Neutrophils are the most abundant blood-circulating white blood cells, continuously generated in the bone marrow. Growing evidence suggests they regulate the innate and adaptive immune system during tumor evolution. This review will first summarize the recent findings on neutrophils as a key player in cancer evolution, then as a potential biomarker, and finally as therapeutic targets, with respective focuses on the interplay with radiation therapy. A complex interplay: Neutrophils have been associated with tumor progression through multiple pathways.

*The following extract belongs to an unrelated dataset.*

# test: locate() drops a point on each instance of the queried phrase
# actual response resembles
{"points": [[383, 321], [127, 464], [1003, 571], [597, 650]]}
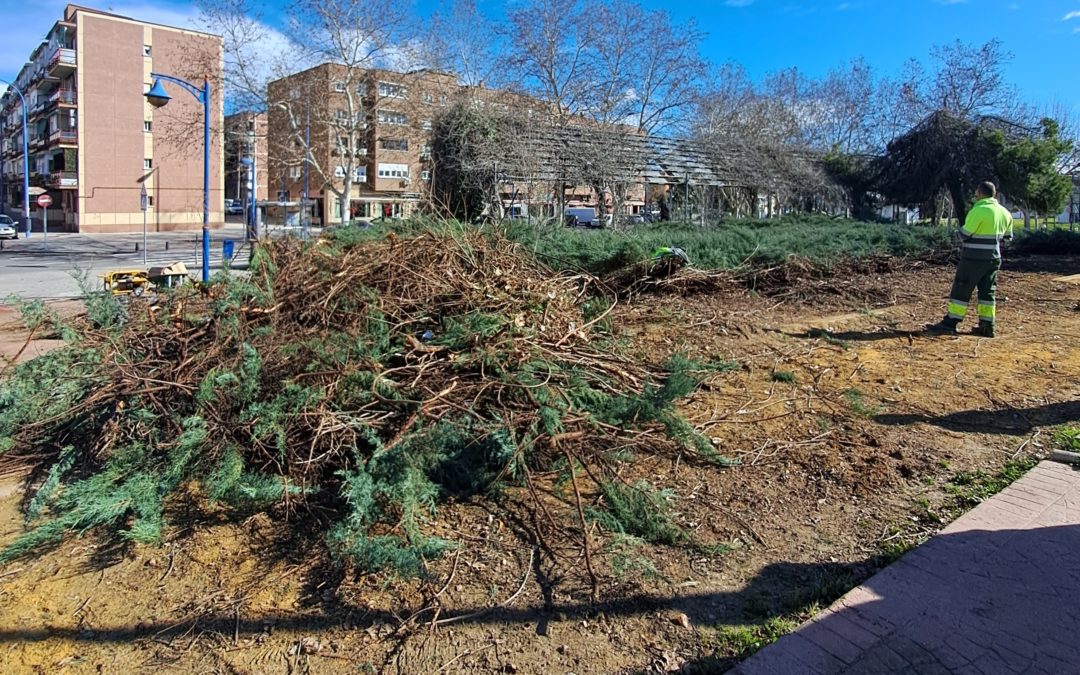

Ionizing radiation has cytotoxic effects on cancer cells, but the sensitivity to radiation therapy in vivo differ from isolated cancer cells in vitro, partially due to the tumor microenvironment. Different microenvironmental states, whether baseline or induced, can modulate or even attenuate the effects of radiation, with consequences for therapeutic efficacy. Inflammatory biomarkers: Inflammation-based scores have been widely studied as prognostic biomarkers in cancer patients. We have performed a large retrospective cohort of patients undergoing radiation therapy (1233 patients), with robust relationship between baseline blood neutrophil count and 3-year's patient's overall survival in patients with different cancer histologies. (Pearson's correlation test: p = .001, r = -.93). Therapeutic approaches: Neutrophil-targeting agents are being developed for the treatment of inflammatory and autoimmune diseases. Neutrophils either can exert antitumoral (N1 phenotype) or protumoral (N2 phenotype) activity, depending on the Tumor Micro Environment. Tumor associated N2 neutrophils are characterized by high expression of CXCR4, VEGF, and gelatinase B/MMP9. TGF-β within the tumor microenvironment induces a population of TAN with a protumor N2 phenotype. TGF-β blockade slows tumor growth through activation of CD8 + T cells, macrophages, and tumor associated neutrophils with an antitumor N1 phenotype.
This supports the need for prospective neutrophils evaluation in clinical trials, making neutrophils a predictive biomarker with potential specific therapies.
中性粒细胞是骨髓中持续产生的、循环血液中最丰富的白细胞。越来越多的证据表明,它们在肿瘤发生发展过程中调节先天性和适应性免疫系统。本综述首先总结中性粒细胞作为癌症发生发展关键参与者的最新研究发现,其次总结其作为潜在生物标志物的研究发现,最后总结其作为治疗靶点的研究发现,并分别重点关注与放射治疗的相互作用。复杂的相互作用:中性粒细胞通过多种途径与肿瘤进展相关。电离辐射对癌细胞具有细胞毒性作用,但体内对放射治疗的敏感性与体外分离的癌细胞不同,部分原因是肿瘤微环境。不同的微环境状态,无论是基线状态还是诱导状态,都可以调节甚至减弱辐射的作用,从而影响治疗效果。炎症生物标志物:基于炎症的评分作为癌症患者的预后生物标志物已得到广泛研究。我们对接受放射治疗的患者进行了一项大型回顾性队列研究(1233例患者),发现不同癌症组织学类型患者的基线血中性粒细胞计数与3年患者总生存率之间存在密切关系。(Pearson相关检验:p = 0.001,r = -0.93)。治疗方法:针对中性粒细胞的药物正在研发用于治疗炎症和自身免疫性疾病。中性粒细胞根据肿瘤微环境可发挥抗肿瘤(N1表型)或促肿瘤(N2表型)活性。肿瘤相关的N2中性粒细胞以CXCR4、VEGF和明胶酶B/MMP9的高表达为特征。肿瘤微环境中的转化生长因子-β(TGF-β)诱导一群具有促肿瘤N2表型的肿瘤相关中性粒细胞(TAN)。TGF-β阻断通过激活具有抗肿瘤N1表型的CD8 + T细胞、巨噬细胞和肿瘤相关中性粒细胞来减缓肿瘤生长。
这支持在临床试验中对中性粒细胞进行前瞻性评估的必要性,使中性粒细胞成为具有潜在特异性治疗方法的预测性生物标志物。